Die Forderung nach Geheimhaltung nahm ihm in dieser Sitzung der Vertreter des Bundeskanzleramtes Regierungsdirektor Philipp Wolff ab. Interventionsbereit parkte dessen Finger über der Sprechtaste des Mikros. Der Zeuge durfte in dieser Sitzung jedoch lediglich eingestehen, dass der BND durchaus auf die Snowden-Veröffentlichungen reagiert habe.

Im September 2014 hatte der Zeuge noch den Eindruck erweckt, das die Presseveröffentlichungen nicht für viel Aufsehen im BND gesorgt hatten. Nun hieß es, dass es massig Überstunden und Wochenenddienste gegeben habe - »Das habe ich in der letzten Aussage anders dargestellt – das können Sie jetzt gegen mich verwenden oder auch nicht.«, so Zeuge R.U.

Zur eigenen Wahrnehmung von kritischen Selektoren, wie EADS oder Eurocopter oder zu Aufbau und Struktur will und darf R.U. auch in dieser Sitzung nichts sagen. Auch habe er nicht, wie es in der Zeitung stand einen Löschbefehl gegeben. Gemeint sei lediglich »sperren« gewesen.

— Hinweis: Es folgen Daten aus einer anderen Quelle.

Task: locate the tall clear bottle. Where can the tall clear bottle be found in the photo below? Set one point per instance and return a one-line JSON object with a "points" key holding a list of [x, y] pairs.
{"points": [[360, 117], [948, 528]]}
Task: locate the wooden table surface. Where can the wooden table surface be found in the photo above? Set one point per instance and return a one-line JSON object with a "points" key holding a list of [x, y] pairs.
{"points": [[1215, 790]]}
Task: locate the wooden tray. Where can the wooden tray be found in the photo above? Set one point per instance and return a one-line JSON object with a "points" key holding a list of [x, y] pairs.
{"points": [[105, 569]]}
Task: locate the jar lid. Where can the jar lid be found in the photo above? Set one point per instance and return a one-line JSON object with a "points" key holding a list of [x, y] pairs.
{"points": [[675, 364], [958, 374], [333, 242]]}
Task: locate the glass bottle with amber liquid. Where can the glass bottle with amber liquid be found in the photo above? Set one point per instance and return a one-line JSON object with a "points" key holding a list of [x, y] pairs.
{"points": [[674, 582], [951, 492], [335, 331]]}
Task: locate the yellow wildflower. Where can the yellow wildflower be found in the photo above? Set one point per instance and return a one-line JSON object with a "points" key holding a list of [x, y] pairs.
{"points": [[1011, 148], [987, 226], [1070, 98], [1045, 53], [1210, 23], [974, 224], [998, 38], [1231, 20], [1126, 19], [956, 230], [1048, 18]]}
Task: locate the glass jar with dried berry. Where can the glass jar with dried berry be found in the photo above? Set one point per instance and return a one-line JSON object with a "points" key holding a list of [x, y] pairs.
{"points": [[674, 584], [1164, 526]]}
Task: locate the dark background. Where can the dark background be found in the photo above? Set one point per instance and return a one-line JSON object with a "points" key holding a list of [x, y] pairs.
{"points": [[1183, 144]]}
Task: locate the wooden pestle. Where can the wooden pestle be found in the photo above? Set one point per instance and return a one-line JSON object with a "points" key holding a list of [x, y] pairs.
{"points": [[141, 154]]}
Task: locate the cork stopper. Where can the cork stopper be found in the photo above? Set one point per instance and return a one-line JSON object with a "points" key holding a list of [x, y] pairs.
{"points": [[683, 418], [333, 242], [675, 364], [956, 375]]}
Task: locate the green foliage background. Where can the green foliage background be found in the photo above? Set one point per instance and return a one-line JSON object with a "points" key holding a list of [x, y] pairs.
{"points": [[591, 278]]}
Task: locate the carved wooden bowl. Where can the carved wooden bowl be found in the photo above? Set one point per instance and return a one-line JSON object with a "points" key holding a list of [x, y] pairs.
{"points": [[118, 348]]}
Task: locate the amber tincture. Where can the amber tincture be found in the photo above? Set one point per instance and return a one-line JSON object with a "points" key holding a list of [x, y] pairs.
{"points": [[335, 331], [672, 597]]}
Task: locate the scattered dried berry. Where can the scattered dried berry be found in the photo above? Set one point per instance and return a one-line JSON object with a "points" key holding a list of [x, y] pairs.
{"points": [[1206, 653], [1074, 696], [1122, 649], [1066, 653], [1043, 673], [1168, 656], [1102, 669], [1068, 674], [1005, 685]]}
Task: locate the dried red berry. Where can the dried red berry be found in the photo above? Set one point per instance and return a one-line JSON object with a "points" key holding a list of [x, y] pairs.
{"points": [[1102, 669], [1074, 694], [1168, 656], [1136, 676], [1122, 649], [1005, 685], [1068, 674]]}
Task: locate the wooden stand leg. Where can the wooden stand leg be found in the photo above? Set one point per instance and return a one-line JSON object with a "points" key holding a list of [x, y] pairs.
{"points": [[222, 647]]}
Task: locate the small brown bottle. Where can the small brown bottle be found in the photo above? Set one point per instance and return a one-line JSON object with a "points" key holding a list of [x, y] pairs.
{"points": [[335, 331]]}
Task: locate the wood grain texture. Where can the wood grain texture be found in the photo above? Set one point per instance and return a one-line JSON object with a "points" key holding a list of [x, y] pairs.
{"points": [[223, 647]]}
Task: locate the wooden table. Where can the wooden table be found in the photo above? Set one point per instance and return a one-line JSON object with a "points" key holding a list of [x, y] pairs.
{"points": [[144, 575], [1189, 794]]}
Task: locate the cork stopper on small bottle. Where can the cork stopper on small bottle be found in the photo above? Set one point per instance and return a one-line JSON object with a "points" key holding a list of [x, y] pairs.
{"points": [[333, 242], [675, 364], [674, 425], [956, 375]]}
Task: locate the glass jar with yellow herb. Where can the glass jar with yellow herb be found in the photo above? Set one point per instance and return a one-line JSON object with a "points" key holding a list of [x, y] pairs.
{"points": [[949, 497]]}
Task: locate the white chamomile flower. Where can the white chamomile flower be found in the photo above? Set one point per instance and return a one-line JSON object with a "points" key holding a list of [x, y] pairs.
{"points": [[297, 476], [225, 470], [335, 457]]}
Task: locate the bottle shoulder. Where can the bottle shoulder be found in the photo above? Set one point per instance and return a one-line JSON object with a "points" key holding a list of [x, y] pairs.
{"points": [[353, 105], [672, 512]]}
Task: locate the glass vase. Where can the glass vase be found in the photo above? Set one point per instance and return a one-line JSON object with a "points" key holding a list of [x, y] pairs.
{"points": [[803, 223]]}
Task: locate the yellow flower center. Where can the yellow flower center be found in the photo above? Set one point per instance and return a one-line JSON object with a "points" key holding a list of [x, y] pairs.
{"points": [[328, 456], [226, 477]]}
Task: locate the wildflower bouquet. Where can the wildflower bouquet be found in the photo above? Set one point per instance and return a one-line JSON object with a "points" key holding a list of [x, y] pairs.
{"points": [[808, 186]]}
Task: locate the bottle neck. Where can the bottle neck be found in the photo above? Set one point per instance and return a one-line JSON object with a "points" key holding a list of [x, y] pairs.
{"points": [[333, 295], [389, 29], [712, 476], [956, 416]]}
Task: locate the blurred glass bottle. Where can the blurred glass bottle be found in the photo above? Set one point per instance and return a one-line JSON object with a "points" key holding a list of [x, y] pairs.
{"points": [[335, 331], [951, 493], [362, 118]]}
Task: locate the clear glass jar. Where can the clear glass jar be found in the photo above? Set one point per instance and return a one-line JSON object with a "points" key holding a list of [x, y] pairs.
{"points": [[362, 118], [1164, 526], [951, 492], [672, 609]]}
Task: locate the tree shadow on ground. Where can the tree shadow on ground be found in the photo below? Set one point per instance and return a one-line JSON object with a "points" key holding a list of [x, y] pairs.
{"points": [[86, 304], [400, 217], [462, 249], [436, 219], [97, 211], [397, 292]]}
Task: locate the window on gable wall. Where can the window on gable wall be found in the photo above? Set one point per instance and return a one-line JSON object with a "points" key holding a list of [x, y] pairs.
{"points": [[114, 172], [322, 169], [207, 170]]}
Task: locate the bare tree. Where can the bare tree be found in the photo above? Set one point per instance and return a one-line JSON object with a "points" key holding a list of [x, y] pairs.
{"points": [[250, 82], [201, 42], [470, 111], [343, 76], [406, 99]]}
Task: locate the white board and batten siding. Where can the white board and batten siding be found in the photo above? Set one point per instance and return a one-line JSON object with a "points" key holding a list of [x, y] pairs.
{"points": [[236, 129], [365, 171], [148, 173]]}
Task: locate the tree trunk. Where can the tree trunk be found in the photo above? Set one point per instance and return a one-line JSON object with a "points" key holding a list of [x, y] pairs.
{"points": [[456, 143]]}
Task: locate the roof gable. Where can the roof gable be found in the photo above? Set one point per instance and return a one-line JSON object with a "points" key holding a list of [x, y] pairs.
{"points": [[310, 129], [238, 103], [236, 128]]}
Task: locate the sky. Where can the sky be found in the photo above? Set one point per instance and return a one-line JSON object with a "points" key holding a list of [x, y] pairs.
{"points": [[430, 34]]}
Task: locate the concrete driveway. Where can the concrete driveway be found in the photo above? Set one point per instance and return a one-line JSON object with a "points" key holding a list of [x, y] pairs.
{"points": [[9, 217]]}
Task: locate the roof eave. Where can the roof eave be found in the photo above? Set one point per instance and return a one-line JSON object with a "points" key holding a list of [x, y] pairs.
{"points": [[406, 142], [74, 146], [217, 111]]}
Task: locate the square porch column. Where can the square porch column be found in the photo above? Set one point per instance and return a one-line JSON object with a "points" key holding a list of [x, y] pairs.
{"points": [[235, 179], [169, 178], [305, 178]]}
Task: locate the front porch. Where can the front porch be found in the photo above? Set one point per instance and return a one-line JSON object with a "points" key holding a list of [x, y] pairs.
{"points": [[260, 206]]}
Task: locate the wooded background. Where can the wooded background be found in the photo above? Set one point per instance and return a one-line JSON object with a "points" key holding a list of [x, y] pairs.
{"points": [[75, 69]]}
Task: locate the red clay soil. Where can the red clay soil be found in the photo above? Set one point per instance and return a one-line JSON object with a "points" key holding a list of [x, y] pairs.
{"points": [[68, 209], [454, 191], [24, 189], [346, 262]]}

Eine nicht-öffentliche Sitzung mutete der Ausschuss dem erkrankten Zeugen nicht zu – seine Aussagezeit war an diesem Tag auf zwei Stunden begrenzt. Ohnehin sei er nur ein kleines Licht.

BND mauert

Der Unterabteilungsleiter Zeuge D.B. brachte ein Novum in den Ausschuss und machte zeitweise von seinem Recht auf Aussageverweigerung gebrauch. Angeblich versickerte bei ihm die weitere Meldung an vorgesetzte Stellen, wie das Kanzleramt. Der Zeuge wich sämtlichen Versuchen der Opposition aus, einen Bezug zwischen dem Pofalla-Ausspruch vom 12. August 2013 und den internen Prüfungen des BND herzustellen. Pofalla hatte damals wortgewaltig die NSA-Affäre für beendet erklärt.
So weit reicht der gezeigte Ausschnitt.